OLYMPIA — After an emotional debate that highlighted and lamented America’s sharp political divisions, the Washington Senate has voted to ban the open carry of firearms and other weapons, not just at the state Capitol campus, but at permitted demonstrations in public spaces across the state.

The passage of Senate Bill 5038 Thursday afternoon comes after months of intense protests around the state over the killing of people of color by law enforcement, as well as by demonstrators supportive of former President Donald Trump in the wake of his election defeat.

After a debate of more than an hour, the bill passed the Democratic-controlled chamber on a party-line vote, 28-20. It now heads to the House for consideration.

Much of Thursday’s debate focused on the tension between the First Amendment’s right to free speech and assembly and the Second Amendment’s right to bear arms.

“We know that neither the First nor the Second Amendment is absolute, we know that there have been restrictions, reasonable restrictions placed on each of them,” said Sen. Patty Kuderer, D-Bellevue and sponsor of the bill. “This is just another one.”

One after one, Republicans rose to object, many arguing that the measure tramples on the Second Amendment and could put them in danger.


Sen. Lynda Wilson, R-Vancouver, cited the example of a woman who wants to carry a firearm for self-defense but can’t get a concealed pistol permit due to a backlog.

“So you have to open carry in order to be able to go someplace,” said Wilson. If that woman were going to a downtown business in Vancouver, Wilson added, she could find herself “within a short distance of a demonstration that just started.”

Over the past year, as anger ratcheted up across the political spectrum, protesters and counterprotesters turned out heavily armed and at events and gatherings in Seattle, Spokane, Vancouver, Olympia and other places.

Armed demonstrators have sometimes left some people feeling fearful. In other cases, demonstrations have turned violent.

In Olympia, firearms have long been present at the Capitol for political symbolism, with gun-rights supporters rallying peacefully by the hundreds, sometimes by the thousands.

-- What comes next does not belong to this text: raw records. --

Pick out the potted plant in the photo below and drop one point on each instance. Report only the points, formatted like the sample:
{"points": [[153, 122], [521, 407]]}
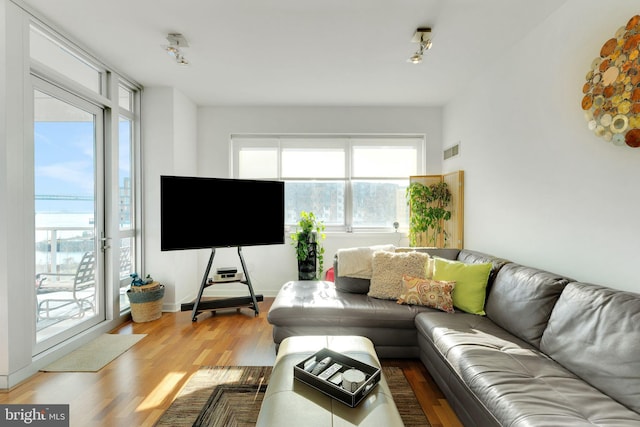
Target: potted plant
{"points": [[428, 212], [145, 298], [308, 243]]}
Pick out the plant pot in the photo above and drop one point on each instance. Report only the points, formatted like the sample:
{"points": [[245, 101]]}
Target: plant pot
{"points": [[307, 267], [146, 303]]}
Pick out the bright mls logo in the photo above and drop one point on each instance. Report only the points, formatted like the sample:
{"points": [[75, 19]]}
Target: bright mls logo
{"points": [[34, 415]]}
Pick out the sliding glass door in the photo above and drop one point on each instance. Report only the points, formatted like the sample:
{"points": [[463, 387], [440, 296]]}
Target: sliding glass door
{"points": [[69, 213]]}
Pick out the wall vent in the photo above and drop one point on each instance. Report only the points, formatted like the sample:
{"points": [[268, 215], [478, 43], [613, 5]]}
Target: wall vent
{"points": [[452, 151]]}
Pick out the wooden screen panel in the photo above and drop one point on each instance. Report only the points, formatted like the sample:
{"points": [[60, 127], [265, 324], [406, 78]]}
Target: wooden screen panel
{"points": [[455, 227]]}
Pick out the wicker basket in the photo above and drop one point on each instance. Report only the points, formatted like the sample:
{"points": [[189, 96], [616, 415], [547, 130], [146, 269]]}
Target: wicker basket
{"points": [[146, 302]]}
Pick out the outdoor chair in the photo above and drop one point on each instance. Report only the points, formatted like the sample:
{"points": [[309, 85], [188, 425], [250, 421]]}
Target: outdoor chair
{"points": [[57, 298]]}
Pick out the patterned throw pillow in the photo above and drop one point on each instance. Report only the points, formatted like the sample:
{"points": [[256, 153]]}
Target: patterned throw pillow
{"points": [[427, 292]]}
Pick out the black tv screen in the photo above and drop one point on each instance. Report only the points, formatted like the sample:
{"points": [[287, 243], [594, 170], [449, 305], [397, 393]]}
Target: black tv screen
{"points": [[197, 213]]}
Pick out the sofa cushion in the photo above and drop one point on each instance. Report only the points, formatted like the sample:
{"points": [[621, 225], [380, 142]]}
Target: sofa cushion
{"points": [[427, 292], [318, 303], [388, 269], [594, 332], [522, 298], [471, 283], [517, 383]]}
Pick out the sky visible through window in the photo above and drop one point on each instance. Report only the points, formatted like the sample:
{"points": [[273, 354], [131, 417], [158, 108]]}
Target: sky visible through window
{"points": [[64, 166]]}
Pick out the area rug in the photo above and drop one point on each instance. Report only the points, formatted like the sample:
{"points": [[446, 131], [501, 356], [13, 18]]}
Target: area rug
{"points": [[217, 396], [94, 355]]}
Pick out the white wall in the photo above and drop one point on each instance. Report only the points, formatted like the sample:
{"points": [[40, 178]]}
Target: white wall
{"points": [[272, 266], [168, 148], [540, 188]]}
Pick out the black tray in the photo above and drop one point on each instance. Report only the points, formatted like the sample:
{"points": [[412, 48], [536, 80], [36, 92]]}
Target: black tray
{"points": [[347, 397]]}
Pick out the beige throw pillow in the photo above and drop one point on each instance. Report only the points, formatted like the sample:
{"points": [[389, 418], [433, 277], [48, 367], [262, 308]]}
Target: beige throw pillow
{"points": [[388, 269]]}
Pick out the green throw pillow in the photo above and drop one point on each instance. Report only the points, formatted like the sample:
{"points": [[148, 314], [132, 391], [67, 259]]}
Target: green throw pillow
{"points": [[471, 283]]}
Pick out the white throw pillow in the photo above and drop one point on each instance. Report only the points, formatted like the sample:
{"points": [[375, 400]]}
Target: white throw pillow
{"points": [[388, 269]]}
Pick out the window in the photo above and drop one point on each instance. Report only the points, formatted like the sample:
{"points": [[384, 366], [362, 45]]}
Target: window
{"points": [[52, 52], [349, 182], [86, 179]]}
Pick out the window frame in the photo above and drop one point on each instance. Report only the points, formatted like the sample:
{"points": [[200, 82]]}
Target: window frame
{"points": [[346, 142]]}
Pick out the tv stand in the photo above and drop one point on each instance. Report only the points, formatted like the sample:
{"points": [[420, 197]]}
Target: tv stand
{"points": [[200, 305]]}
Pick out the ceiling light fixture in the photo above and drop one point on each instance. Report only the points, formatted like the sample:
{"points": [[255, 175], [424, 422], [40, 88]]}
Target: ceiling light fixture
{"points": [[176, 43], [422, 36]]}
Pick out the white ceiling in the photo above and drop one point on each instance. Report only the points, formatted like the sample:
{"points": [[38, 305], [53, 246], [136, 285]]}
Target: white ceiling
{"points": [[299, 52]]}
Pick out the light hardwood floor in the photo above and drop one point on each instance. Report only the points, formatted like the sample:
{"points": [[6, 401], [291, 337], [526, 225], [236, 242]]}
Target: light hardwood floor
{"points": [[137, 387]]}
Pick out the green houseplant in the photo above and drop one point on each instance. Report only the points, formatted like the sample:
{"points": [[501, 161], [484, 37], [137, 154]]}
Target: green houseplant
{"points": [[428, 212], [308, 243]]}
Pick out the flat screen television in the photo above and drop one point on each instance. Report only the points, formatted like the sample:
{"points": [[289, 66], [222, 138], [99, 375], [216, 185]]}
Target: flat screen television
{"points": [[198, 213]]}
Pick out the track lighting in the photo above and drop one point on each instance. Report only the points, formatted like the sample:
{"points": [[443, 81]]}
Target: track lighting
{"points": [[176, 43], [423, 37]]}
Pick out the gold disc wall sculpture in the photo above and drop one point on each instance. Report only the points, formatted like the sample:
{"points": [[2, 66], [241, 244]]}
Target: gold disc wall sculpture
{"points": [[611, 99]]}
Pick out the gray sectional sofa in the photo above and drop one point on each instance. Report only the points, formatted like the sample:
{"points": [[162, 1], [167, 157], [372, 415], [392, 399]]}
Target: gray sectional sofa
{"points": [[550, 351]]}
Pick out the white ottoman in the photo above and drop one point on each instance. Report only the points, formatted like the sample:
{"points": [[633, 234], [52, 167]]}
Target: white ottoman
{"points": [[290, 402]]}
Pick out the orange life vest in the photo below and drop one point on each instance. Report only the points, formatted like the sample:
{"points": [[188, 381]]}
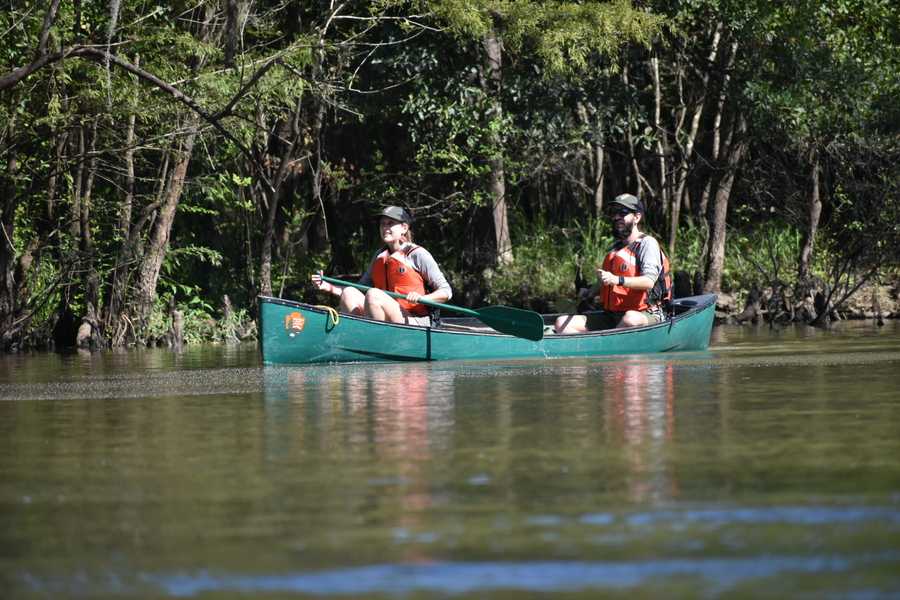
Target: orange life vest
{"points": [[396, 274], [623, 261]]}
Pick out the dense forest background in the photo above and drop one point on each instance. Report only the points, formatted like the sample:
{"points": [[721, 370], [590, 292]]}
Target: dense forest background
{"points": [[174, 159]]}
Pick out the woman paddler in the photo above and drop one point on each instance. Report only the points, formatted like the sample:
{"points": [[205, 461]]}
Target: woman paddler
{"points": [[401, 267]]}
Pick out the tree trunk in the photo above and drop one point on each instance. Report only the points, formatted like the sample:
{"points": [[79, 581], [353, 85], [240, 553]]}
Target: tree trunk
{"points": [[812, 225], [151, 262], [678, 198], [629, 139], [497, 177], [91, 280], [10, 201], [716, 261], [662, 143]]}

But that dynamic changed in December, when political clashes at or near the Capitol campus led to shots being fired during three different instances as demonstrators rallied in support of or against Trump. The shootings injured at least one person.

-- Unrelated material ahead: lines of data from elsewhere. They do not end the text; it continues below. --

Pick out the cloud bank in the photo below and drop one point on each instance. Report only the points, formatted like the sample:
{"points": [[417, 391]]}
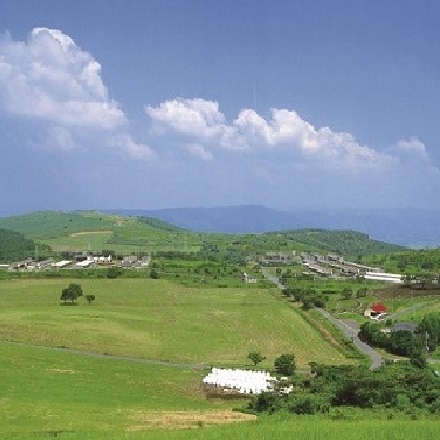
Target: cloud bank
{"points": [[51, 86], [50, 80]]}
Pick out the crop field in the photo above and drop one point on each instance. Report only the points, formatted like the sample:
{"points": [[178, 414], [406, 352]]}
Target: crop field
{"points": [[160, 320], [44, 390]]}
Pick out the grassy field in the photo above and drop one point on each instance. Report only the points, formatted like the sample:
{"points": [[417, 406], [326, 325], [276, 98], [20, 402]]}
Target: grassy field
{"points": [[44, 390], [47, 393], [157, 319]]}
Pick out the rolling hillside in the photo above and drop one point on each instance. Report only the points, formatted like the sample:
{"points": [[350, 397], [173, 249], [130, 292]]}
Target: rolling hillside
{"points": [[93, 230]]}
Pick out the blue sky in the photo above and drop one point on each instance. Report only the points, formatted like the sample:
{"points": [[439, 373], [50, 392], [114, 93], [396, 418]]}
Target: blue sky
{"points": [[156, 104]]}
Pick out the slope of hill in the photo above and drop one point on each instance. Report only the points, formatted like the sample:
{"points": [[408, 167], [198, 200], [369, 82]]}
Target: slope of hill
{"points": [[99, 231], [14, 246], [409, 227]]}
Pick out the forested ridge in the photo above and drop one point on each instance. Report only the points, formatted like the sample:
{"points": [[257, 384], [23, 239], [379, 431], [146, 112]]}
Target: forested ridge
{"points": [[14, 246]]}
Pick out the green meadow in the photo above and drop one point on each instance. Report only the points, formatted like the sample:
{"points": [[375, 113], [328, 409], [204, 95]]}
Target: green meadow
{"points": [[160, 320]]}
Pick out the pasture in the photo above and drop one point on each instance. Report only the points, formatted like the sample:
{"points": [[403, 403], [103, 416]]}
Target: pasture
{"points": [[160, 320]]}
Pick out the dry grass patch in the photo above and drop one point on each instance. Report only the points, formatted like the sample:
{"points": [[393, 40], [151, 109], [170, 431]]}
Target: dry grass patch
{"points": [[143, 420]]}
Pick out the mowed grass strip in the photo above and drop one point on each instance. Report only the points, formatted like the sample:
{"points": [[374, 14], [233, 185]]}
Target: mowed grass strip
{"points": [[160, 320], [46, 390]]}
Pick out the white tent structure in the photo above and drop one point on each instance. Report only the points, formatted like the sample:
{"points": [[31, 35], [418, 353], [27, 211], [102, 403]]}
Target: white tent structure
{"points": [[243, 381]]}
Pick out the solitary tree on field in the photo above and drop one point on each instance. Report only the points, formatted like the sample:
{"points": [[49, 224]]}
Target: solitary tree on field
{"points": [[71, 293], [256, 357], [285, 364]]}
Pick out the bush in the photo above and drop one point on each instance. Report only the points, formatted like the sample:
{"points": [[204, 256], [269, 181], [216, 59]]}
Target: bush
{"points": [[285, 364]]}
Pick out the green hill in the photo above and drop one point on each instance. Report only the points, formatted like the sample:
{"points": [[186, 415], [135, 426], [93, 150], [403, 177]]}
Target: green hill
{"points": [[93, 230], [14, 246]]}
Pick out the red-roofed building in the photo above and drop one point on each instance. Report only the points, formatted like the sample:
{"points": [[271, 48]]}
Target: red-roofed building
{"points": [[375, 311]]}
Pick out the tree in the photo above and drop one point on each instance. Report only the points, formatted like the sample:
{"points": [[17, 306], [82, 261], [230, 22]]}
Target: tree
{"points": [[347, 293], [71, 293], [285, 364], [112, 272], [154, 274], [256, 357]]}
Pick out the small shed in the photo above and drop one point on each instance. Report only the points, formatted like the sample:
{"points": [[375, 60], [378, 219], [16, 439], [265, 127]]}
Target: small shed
{"points": [[375, 311]]}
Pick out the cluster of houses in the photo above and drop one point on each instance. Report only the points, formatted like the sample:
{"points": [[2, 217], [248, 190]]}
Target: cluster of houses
{"points": [[79, 260], [335, 266]]}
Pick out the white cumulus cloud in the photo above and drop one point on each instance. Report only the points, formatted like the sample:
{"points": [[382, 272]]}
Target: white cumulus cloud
{"points": [[202, 122], [51, 78], [197, 119]]}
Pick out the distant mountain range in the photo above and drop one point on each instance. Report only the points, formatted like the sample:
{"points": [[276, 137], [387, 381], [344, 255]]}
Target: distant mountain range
{"points": [[407, 227]]}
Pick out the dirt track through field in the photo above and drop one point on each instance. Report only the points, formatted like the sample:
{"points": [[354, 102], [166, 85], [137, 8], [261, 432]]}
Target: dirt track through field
{"points": [[143, 420]]}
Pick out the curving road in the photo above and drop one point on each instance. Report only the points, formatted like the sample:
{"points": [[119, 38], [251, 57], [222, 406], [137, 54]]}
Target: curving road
{"points": [[350, 329]]}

“These are not what we have considered normal times and we need to take action,” said Sen. Sam Hunt, a Democrat from Olympia who voted for the bill. “Schools have gun-free zones and … we can do the same thing in very limited instances, which this bill does.”

Kuderer’s bill bans the open carry of guns or other weapons at demonstrations at public spaces that have gotten permits from local, state or federal agencies, according to a legislative analysis of the bill.

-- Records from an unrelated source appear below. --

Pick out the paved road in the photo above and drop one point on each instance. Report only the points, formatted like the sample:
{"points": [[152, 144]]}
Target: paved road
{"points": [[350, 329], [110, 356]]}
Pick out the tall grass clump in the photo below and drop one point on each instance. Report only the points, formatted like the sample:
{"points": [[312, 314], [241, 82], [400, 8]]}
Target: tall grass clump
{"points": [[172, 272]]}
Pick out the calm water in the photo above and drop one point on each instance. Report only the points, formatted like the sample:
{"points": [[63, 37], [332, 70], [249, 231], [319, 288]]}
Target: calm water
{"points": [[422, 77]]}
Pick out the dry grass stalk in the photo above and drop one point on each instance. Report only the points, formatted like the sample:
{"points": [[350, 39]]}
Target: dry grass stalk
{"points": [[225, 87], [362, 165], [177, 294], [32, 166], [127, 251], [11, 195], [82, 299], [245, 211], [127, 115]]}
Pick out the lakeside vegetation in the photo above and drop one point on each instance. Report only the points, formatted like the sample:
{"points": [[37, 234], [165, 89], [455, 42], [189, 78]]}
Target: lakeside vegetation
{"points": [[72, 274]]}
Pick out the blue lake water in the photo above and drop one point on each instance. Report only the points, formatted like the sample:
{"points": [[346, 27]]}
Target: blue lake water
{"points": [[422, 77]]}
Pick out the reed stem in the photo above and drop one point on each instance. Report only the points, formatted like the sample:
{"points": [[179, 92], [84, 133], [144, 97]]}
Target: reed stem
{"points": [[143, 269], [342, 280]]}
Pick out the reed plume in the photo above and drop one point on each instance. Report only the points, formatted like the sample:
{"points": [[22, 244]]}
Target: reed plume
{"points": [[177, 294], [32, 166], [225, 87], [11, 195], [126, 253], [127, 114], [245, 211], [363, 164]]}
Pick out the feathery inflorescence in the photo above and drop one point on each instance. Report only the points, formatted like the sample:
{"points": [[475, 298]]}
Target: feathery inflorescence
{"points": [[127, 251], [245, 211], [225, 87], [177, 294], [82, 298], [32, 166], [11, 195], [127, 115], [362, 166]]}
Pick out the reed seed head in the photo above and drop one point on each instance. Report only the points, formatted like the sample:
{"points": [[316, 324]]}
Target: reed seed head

The amended version of the bill as it passed defines a demonstration as a gathering of 15 or more people at an event in a public place where a permit has been issued by a government agency, or where local officials have designated as permitted.

The legislation provides an exemption for anyone controlling or possessing a firearm or weapon on private property that is owned or leased by that person.

If it ultimately becomes law, a violation would be a gross misdemeanor. Several GOP lawmakers, such as Sen. Curtis King, R-Yakima, noted protests in Seattle last year led to the city briefly allowing an autonomous zone to sprout up. Officials shut that zone down after two homicides in or around it.

King noted that such protests aren’t given permits by officials.

“If you want to be fair about all of these things, let’s talk about all of the demonstrations,” said King. “Don’t pick and choose.


“And talk about the ones where people were really hurt and businesses were destroyed,” he added.

In another emotional speech, Sen. Steve Hobbs, D-Lake Stevens, talked about how his district was split pretty evenly on both sides of the issue.

But Hobbs, who is also a colonel in the Washington Army National Guard and who served in Iraq and Kosovo, described his time overseas as one reason he ultimately voted yes.

“When I was in Kosovo facing an angry Serbian mob, we nearly shot at these people,” said Hobbs. “Because it’s scary … but we were disciplined.”

“Because I guarantee if you’re not disciplined enough in getting rocks thrown at you, when you have a firearm,” Hobbs added later, “you’re going to use that firearm.”